For many years, our consumer society globalization has contributed to intensifying, has demanded products in quantity, quality, and variety, accelerating both a state of dissatisfaction, health concerns, and environmental pollution with no thought given to improving living conditions. There has been a formidable industrial development, which has been growing in installed facilities for the synthesis and manufacture of products that meet various needs. Today, new processes and new products are in the markets to satisfy new needs developed every day, which will test the creativity, innovation, science, and technology, but going to endanger ecosystems, human health, and doubtless going to stress every single person now and in each generation to come.

Given this perspective, in 1997 the governments agreed on the Kyoto Protocol to the UN Framework Convention on Climate Change (UNFCCC), which sets legally binding targets so that, during the 2008-2012 period, industrialized countries reduce 5.2%, on the 1990 levels, the emissions of the main greenhouse gases. There are alternative energy sources, such as sun, wind, wastes, etc., which are renewable every year, do not run out, and also do not pollute the environment, which means a double advantage.

Solar energy is very attractive because it is clean, renewable, affordable, and with lower impact on the environment (Liu, 2016; Carrillo, 2019). The reduction of gases is an advantage of using solar energy. Solar thermal collectors are environmentally friendly and do not pollute as a way to collect energy. The efficiencies of solar thermal collectors have been improved and its absorbent systems or coatings increased the operating and inactivation temperatures (Bagmanci, 2019; Wu, 2019).

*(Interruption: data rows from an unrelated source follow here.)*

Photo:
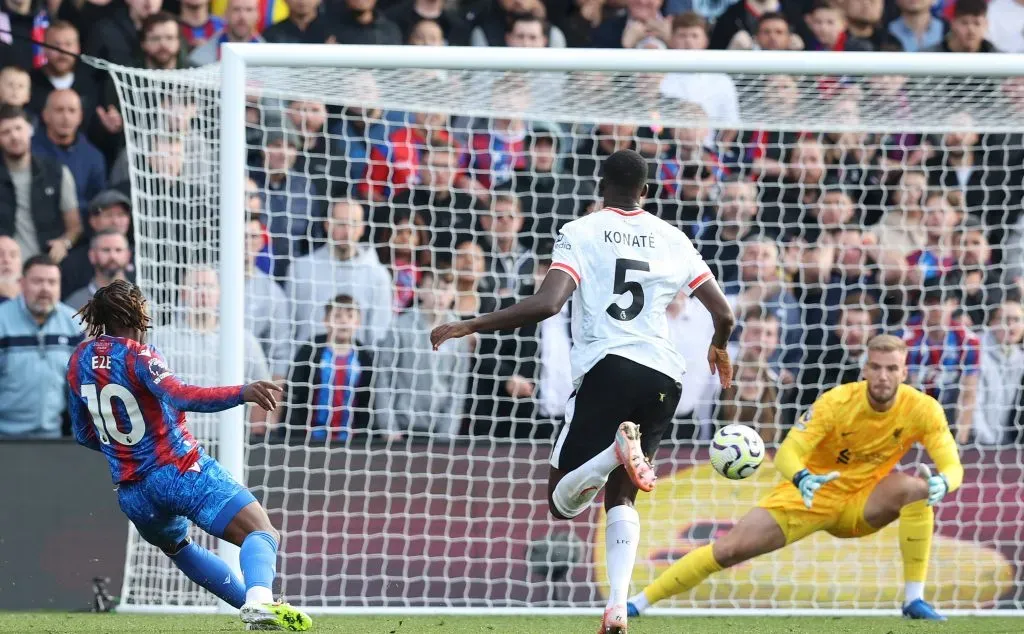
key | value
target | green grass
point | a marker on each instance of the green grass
(89, 624)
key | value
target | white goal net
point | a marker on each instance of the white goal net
(830, 207)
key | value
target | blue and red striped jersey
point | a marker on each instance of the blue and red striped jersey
(937, 367)
(125, 403)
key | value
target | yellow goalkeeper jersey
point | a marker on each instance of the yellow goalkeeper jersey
(842, 432)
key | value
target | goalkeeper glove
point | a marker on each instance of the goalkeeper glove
(938, 485)
(808, 483)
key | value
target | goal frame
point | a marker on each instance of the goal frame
(236, 57)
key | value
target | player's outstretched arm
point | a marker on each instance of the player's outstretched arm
(165, 385)
(711, 295)
(553, 294)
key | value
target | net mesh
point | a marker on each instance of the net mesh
(829, 208)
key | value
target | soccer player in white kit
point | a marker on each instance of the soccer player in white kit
(623, 266)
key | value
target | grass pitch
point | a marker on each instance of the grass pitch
(137, 624)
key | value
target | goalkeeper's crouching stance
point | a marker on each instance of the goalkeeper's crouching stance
(838, 463)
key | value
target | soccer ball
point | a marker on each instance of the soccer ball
(736, 452)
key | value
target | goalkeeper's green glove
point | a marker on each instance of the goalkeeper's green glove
(808, 483)
(938, 485)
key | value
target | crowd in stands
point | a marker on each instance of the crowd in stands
(366, 228)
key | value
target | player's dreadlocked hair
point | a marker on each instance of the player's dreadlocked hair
(119, 305)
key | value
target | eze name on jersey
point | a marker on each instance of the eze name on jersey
(631, 240)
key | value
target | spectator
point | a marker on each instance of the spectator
(162, 43)
(734, 28)
(268, 12)
(935, 259)
(10, 268)
(641, 18)
(715, 92)
(241, 25)
(802, 184)
(516, 23)
(426, 33)
(719, 237)
(1006, 26)
(110, 257)
(967, 30)
(828, 29)
(407, 14)
(548, 196)
(15, 87)
(342, 265)
(943, 361)
(111, 210)
(842, 357)
(690, 328)
(864, 22)
(38, 204)
(329, 393)
(555, 379)
(450, 211)
(1001, 373)
(60, 141)
(979, 281)
(116, 37)
(399, 249)
(294, 206)
(772, 33)
(510, 265)
(23, 22)
(422, 389)
(198, 25)
(39, 335)
(916, 29)
(305, 25)
(358, 22)
(753, 397)
(472, 297)
(192, 342)
(61, 72)
(901, 230)
(267, 310)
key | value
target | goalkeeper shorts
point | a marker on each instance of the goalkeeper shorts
(842, 518)
(162, 504)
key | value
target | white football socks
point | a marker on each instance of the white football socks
(912, 591)
(621, 542)
(579, 488)
(259, 594)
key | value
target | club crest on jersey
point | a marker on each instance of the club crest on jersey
(801, 423)
(158, 370)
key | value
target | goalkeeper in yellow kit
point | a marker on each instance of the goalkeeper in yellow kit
(838, 463)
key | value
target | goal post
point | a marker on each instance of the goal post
(380, 517)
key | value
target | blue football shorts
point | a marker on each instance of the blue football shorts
(162, 504)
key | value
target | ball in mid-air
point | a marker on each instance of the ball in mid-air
(736, 452)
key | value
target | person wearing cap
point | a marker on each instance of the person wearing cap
(110, 210)
(944, 358)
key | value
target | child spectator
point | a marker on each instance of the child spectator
(828, 30)
(329, 385)
(422, 389)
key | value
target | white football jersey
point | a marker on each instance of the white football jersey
(628, 266)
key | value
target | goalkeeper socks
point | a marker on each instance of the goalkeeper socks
(579, 488)
(621, 541)
(211, 572)
(683, 575)
(259, 564)
(916, 520)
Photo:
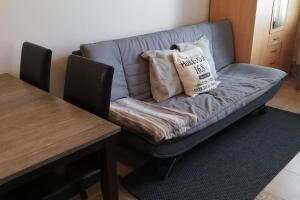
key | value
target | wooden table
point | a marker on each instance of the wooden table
(39, 131)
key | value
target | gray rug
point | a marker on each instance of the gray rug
(236, 164)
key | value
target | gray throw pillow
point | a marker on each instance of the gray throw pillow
(164, 79)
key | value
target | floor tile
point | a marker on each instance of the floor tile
(294, 165)
(285, 185)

Further development of collectors and new applications of solar energy, such as refrigeration and industrial solar heating, are raising the operating temperatures of absorbent materials even further. Since the first collectors, absorbing solar coatings actively have been developing, using advanced designs with improved efficiencies (Bagmanci, 2019).

The degradation processes in solar absorbers are caused by high temperatures, high humidity, water condensation, chlorine, and sulfide. In the case of moisture, corrosion mechanisms have been reported in absorbent coatings on aluminum substrates (Kotilainen, 2014).

The selective coatings are used on black absorbent surfaces to reduce radiative energy losses (Lizama-Tzec, 2019; Thappa, 2020). Such selective coatings require to have a low emittance ε (<0.2) of infrared wavelengths that, combined with the black surfaces that have high solar absorbance α (> 0.9) together, reach higher solar energy harvesting efficiencies. Super absorbent black coatings help us to have better absorption and concentration of solar energy for the different areas where it is intended to be used. The parabolic trough collectors are systems that require selective black absorbing surfaces that receive and transfer the energy (Tzivanidis, 2015).